There are potentially many important facts that could make a difference in your situation. Neither myself nor anyone else on this website can know exactly happened based solely on the information you have provided. You and your attorney are in the best position to know the most important and relevant facts.
It does seem that you were obviously reluctant to settle your case. However, you do not say that you never actually agreed to settle it. It seems that you may have authorized your attorney to accept the settlement, but then you had a change of heart and did not want to sign the release agreement.

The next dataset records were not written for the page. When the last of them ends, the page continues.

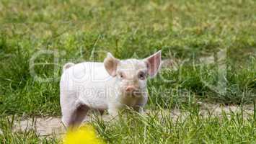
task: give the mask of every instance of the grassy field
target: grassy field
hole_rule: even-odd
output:
[[[255,14],[253,0],[1,0],[0,142],[58,143],[34,131],[12,132],[6,117],[60,116],[58,83],[66,62],[102,61],[106,52],[143,58],[162,50],[172,64],[149,81],[146,109],[178,108],[189,118],[131,114],[117,123],[94,122],[106,142],[255,143],[255,112],[205,117],[197,104],[253,104]]]

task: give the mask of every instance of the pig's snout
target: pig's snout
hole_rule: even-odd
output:
[[[136,88],[134,86],[127,86],[125,87],[125,91],[126,92],[133,92],[135,90],[136,90]]]

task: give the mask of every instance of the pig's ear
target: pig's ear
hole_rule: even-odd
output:
[[[161,64],[161,50],[156,52],[152,55],[144,59],[147,64],[148,73],[150,77],[154,77],[156,75],[157,71],[160,68]]]
[[[119,62],[120,60],[114,58],[110,53],[107,53],[107,57],[105,58],[103,63],[105,68],[110,76],[116,76],[116,69]]]

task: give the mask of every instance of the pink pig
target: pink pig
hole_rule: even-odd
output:
[[[110,53],[103,63],[68,63],[60,82],[62,122],[79,126],[89,109],[113,117],[126,107],[141,112],[148,100],[146,79],[161,63],[161,50],[143,60],[118,60]]]

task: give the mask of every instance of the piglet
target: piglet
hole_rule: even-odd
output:
[[[103,63],[68,63],[60,81],[62,122],[79,126],[89,109],[115,117],[128,107],[141,112],[148,100],[146,79],[157,73],[161,50],[143,60],[119,60],[108,53]]]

Generally, a party's refusal to sign the release does not mean that an enforceable settlement agreement has not been reached. The general rule is that if someone agrees to settle their case (even if they do so reluctantly), and they or their attorney communicates the acceptance of that settlement to the other party, then the matter is *usually* settled unless both sides agree to back out or there is some other significant material circumstance that defeats.
If one side changes their mind and tries to back out after an enforceable settlement agreement is reached, the adverse party can go to court to compel enforcement. This is especially true if there is documentation that a settlement agreement was reached, and/or if money has actually changed hands. As you can imagine, a court is unlikely to find there was no settlement agreement if one party has paid money and the other person has accepted and kept that money.
I am very sorry to hear the settlement amount is not what you had in mind or that it may not take care of all your financial obligations, but the bottom line is that if you authorized your attorney to settle your case for the amount the insurance company is paying/has paid, your case is probably settled and your unwillingness to sign the release agreement is not going to change that fact. It sounds like you have already spoken with your attorney and she has advised you of the possible consequences of not complying with the terms of the settlement. You should ask more questions and seek a more detailed explanation if you do not understand her advice. Good luck.
DISCLAIMER: The above is intended for information purposes only and is not legal advice. Legal advice can only be given by an attorney following an informed consultation with a prospective client and a proper investigation of the facts and law that apply. If you are seeking legal advice, contact an attorney licensed to practice law in your area for a meeting.
It's unclear from your answer what exactly the situation is. Unless I'm mistaken, it sounds like you have a personal injury claim against an at-fault driver, but the settlement offer or limits of insurance are less than your medical expenses. Now, your health insurer or medical providers, represented by an entity known as "Rawlings" is trying to take most of your recovery proceeds as reimbursement for the medical bills it has paid (often referred to as a lien). Therefore you are looking at recovering nothing, because it will all go out the door to Rawlings.
This is a common scenario in a PI case with low limits. Negotiating the lien is determinative of whether it justifies filing a claim at all. If you are not satisfied with your attorneys work, hire another attorney immediately, preferably one with some expertise in evaluating healthcare plans and other types of liens.